ACKERMAN: Wow! I don’t leave the homestead all that often. And, when I do, I don’t go that far. But, today I had occasion to venture out into mainstream culture for the afternoon and I was flabbergasted.
The mainstream has never been my thing, but, Guy, I’m telling you that it’s plunged even further into madness. Sheer madness. There’s nothing out there that has anything to do with real life. It’s an entirely constructed false culture.
I live here on the homestead and there’s life all around me.
There are living plants in the gardens, animals in the paddocks and active people working with the soil, trees, water and solar patterns. Everything’s connected in a very practical, necessary way. Kitchen garbage goes to the chickens who then give us eggs. Livestock manure is composted for the gardens that give us our food. Solar energy fuels our living quarters, heats our water, and cooks our food. If any part of the chain of life breaks down, we’re all impacted.
Conversely, mainstream culture is dead.
It’s packaged, sterile, predictable, isolated (perhaps alienated is closer to the truth), and lifeless.
People lack enthusiasm (which, by the way, in Greek, means “filled with the gods”), are unanimated (anima, in Latin, means “soul”), disconnected and stressed. Time, which is a manmade construct, governs mainstream culture’s machinations. Products are old, boasting incredible shelf-lives. Prices are high, and the proceeds go directly to The Man, instead of to any real person(s). Conversation is superficial; factory food proliferates; gas belching machines, with single occupancy, are everywhere; dumps are brimming and so is psychotherapy.

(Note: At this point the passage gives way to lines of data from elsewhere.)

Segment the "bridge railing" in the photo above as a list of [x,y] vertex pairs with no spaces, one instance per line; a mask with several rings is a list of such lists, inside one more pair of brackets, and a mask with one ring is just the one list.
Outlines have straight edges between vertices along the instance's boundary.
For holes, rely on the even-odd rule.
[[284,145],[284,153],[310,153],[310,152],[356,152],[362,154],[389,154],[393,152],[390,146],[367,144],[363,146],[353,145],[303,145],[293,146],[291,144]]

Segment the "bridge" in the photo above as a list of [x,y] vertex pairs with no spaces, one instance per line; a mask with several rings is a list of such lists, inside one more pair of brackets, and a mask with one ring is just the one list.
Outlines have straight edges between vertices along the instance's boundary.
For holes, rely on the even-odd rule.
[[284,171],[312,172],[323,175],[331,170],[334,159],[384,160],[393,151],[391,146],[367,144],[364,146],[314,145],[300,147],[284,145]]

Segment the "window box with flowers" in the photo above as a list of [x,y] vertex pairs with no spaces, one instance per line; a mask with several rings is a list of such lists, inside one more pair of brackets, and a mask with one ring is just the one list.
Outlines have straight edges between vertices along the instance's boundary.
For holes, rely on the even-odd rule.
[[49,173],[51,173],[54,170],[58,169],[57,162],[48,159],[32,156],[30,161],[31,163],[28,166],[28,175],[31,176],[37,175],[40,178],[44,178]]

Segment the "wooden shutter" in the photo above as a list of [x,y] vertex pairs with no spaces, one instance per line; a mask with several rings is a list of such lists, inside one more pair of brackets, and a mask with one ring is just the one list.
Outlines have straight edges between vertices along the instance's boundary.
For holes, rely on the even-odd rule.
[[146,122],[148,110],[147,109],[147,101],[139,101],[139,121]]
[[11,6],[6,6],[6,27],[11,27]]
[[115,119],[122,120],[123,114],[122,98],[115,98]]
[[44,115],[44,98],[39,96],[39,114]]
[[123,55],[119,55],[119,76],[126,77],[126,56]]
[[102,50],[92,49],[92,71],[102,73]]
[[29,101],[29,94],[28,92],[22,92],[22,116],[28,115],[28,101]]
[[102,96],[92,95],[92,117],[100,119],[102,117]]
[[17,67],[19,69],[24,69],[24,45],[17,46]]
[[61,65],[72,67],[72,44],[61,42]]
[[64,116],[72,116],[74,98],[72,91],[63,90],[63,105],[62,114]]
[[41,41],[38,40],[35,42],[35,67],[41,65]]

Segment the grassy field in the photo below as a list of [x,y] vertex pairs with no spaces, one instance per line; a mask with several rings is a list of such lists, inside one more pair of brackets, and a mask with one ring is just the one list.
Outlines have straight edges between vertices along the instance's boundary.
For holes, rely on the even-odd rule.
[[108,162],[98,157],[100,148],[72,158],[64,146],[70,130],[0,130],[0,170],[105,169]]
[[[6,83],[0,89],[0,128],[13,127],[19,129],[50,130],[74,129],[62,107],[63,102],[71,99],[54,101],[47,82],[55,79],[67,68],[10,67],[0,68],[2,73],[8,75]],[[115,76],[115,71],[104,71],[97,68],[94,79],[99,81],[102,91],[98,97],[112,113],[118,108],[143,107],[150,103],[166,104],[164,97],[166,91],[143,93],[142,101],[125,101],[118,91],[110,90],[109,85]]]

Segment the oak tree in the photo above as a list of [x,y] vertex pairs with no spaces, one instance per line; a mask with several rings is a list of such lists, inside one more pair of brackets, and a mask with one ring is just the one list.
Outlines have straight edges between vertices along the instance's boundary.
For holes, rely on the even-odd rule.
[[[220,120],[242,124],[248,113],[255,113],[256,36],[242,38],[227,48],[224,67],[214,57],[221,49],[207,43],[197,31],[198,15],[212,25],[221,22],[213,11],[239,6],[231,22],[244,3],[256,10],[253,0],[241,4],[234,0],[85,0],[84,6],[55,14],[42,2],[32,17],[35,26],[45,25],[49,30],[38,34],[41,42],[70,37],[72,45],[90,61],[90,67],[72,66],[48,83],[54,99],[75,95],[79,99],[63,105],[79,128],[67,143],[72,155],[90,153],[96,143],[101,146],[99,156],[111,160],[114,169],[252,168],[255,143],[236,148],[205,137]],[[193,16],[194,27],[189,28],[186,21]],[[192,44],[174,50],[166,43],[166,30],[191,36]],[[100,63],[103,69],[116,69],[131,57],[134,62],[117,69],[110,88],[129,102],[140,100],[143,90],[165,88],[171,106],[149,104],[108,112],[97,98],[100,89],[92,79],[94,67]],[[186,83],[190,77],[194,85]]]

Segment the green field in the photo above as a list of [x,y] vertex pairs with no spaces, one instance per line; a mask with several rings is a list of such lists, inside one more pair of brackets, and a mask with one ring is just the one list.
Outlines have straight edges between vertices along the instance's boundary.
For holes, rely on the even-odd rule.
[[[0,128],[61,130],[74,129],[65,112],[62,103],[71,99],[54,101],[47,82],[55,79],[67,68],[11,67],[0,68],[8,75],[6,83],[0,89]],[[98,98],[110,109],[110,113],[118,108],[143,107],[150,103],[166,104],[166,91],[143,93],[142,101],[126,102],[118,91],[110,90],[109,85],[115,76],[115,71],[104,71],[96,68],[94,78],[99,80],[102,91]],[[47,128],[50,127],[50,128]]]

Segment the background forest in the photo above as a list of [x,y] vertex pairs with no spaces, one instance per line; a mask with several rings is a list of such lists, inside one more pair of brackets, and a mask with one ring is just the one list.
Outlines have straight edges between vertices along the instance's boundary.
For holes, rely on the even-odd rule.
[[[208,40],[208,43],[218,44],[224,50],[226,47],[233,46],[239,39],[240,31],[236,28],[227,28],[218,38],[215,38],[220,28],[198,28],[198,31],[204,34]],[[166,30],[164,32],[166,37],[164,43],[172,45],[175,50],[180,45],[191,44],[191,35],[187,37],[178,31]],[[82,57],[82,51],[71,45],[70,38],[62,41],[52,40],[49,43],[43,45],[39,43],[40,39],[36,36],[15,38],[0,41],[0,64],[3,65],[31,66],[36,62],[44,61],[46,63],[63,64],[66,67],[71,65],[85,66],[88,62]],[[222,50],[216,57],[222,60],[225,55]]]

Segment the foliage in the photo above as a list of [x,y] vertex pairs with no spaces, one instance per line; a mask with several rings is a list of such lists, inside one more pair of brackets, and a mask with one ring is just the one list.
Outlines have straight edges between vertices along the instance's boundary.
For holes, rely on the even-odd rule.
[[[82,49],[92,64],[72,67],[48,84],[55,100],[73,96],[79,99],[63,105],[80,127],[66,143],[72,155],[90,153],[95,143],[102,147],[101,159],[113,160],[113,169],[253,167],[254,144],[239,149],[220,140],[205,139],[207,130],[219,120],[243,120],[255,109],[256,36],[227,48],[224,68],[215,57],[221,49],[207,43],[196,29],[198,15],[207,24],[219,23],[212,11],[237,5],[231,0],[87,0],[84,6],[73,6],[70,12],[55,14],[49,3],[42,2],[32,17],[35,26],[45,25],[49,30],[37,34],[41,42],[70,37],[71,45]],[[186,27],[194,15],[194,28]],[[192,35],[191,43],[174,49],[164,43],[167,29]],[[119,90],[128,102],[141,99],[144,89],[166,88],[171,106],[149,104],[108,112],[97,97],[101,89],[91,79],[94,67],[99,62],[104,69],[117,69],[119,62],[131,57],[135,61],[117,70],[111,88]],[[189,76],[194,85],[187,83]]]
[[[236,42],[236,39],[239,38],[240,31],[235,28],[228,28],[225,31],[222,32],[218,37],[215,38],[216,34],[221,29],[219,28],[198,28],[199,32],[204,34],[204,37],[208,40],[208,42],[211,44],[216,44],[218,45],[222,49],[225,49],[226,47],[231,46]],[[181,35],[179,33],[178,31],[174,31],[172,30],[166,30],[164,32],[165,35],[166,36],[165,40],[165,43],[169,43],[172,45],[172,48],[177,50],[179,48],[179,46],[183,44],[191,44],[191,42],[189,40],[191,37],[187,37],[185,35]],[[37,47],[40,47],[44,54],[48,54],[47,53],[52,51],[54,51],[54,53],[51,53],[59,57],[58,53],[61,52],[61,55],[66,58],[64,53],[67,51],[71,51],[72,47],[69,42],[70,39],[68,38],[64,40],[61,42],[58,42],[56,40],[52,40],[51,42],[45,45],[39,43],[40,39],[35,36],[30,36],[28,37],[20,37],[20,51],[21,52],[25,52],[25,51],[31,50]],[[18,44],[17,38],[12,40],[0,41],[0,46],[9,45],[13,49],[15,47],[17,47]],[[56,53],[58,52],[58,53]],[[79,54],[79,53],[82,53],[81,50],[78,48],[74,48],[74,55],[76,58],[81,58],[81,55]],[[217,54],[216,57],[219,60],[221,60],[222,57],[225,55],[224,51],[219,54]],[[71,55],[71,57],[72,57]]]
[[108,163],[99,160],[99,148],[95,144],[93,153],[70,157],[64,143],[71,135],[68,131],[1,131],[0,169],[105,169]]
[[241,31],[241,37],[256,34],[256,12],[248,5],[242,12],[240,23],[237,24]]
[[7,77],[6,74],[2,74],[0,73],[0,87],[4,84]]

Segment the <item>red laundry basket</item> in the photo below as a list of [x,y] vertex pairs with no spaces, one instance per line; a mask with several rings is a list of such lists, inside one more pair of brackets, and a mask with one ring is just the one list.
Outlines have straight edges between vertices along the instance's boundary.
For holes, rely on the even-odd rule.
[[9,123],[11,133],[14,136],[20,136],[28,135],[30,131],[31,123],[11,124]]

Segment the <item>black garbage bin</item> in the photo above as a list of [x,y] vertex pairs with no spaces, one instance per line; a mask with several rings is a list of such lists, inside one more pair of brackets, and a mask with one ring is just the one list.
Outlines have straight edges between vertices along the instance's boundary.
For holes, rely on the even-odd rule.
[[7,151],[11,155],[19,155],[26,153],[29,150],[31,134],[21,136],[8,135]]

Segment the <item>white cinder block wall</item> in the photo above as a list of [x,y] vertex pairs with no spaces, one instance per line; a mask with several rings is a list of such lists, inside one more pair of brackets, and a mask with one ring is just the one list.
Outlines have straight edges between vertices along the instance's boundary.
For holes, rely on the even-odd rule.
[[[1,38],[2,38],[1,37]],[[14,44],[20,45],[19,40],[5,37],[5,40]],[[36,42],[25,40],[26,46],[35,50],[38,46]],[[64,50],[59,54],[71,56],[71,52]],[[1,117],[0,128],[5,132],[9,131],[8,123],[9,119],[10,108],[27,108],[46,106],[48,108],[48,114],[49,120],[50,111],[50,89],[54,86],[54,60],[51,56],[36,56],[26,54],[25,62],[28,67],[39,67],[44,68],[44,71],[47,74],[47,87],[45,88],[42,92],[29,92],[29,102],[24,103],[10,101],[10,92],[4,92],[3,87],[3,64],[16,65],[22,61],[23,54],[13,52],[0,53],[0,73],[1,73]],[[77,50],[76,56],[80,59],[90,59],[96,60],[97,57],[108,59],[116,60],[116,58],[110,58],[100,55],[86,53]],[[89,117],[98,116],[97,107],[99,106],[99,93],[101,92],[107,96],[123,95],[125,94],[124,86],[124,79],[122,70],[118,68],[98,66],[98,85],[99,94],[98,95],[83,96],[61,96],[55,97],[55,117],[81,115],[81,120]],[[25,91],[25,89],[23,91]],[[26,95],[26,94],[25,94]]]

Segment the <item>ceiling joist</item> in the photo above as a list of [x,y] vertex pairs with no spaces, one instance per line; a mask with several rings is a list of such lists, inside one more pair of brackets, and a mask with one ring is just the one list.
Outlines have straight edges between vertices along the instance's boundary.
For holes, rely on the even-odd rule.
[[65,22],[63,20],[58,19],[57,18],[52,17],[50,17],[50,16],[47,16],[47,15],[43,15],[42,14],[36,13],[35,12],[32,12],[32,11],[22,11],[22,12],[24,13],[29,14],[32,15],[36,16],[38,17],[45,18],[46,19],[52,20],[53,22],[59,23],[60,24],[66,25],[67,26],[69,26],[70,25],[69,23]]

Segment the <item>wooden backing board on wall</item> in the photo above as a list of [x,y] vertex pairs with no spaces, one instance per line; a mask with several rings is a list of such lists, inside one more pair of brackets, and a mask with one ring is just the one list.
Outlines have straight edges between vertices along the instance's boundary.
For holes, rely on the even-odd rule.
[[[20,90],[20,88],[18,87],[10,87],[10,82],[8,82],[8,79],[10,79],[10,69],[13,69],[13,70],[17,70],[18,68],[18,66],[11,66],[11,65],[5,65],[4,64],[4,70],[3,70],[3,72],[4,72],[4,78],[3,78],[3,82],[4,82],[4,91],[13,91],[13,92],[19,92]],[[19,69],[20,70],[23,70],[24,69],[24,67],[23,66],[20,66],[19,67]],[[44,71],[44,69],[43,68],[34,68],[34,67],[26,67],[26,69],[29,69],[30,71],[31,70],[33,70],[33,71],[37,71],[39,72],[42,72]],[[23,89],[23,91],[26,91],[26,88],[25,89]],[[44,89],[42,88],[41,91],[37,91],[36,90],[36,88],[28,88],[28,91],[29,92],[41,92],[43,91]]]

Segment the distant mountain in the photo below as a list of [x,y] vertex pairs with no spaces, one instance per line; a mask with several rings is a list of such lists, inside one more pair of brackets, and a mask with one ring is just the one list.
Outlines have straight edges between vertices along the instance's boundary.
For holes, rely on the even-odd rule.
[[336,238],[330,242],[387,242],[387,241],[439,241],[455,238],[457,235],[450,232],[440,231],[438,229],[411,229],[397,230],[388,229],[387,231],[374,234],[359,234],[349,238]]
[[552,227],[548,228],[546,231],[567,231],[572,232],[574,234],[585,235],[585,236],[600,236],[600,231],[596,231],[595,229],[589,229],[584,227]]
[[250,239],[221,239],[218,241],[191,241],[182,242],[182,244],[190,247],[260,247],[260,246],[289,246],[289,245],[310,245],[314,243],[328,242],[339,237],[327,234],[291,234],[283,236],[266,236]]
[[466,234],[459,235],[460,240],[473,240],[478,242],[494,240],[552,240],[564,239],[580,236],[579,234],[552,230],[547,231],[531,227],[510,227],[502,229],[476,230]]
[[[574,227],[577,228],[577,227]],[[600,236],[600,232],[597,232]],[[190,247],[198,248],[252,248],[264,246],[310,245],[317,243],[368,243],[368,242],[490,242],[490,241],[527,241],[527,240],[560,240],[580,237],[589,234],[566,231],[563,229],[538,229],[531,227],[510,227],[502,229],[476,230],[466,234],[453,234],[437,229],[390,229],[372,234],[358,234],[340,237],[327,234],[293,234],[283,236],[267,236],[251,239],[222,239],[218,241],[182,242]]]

Derrick Jensen makes a strong distinction between “real life” and “culture”. He says that most people have the two confused. I would agree. Culture is something that people have created. Real life is there irrespective of human intervention. I think it’s really important to examine this distinction because a lot of current initiatives are aimed at trying to preserve culture at the expense of real life!
McPHERSON: You summarize the predicament so well, Sherry, it’s difficult for me to add a thing. But, rarely at a loss for words, I’ll give it a try.
Television anchor Edward R. Murrow is credited with this expression:
Just because your voice reaches halfway around the world doesn’t mean you are wiser than when it reached only to the end of the bar.
Murrow understood the power of television to misinform the masses.
It’s a strategy that’s worked brilliantly on every front — but none more pronounced than the all-important issue of global climate change. Seeking “balance” on the idiot box means presenting two sides to a one-sided issue until it’s too late to address the crisis.
Climate chaos is only a small part of the big story, though it’s among the phenomena poised to cause our extinction within a single human generation.
As you point out, we turn toward mass culture and away from reality. In addition to triggering climate chaos, we’ve initiated the Sixth Great Extinction, and we revel in its acceleration as one more sign of progress.
Furthermore, we continue to ratchet up the madness of human-population overshoot on an overpopulated, overheated, increasingly depauperate planet. Environmental degradation proceeds apace as we gleefully trade in living soil for smart phones, clean air for fast computers, potable water for high-definition televisions, healthy food for industrial poison, contentment for exhilaration, decent human communities for hierarchical death camps, and life for death.
All the while, we take truth-tellers to task while looking to corrupt governments for leadership. Truth is treason in an empire of lies and the people, largely convinced they’re consumers instead of citizens, keep seeking guidance from the television and nourishment from GMO-tainted faux food, all while seeking happiness from exhilaration instead of introspection.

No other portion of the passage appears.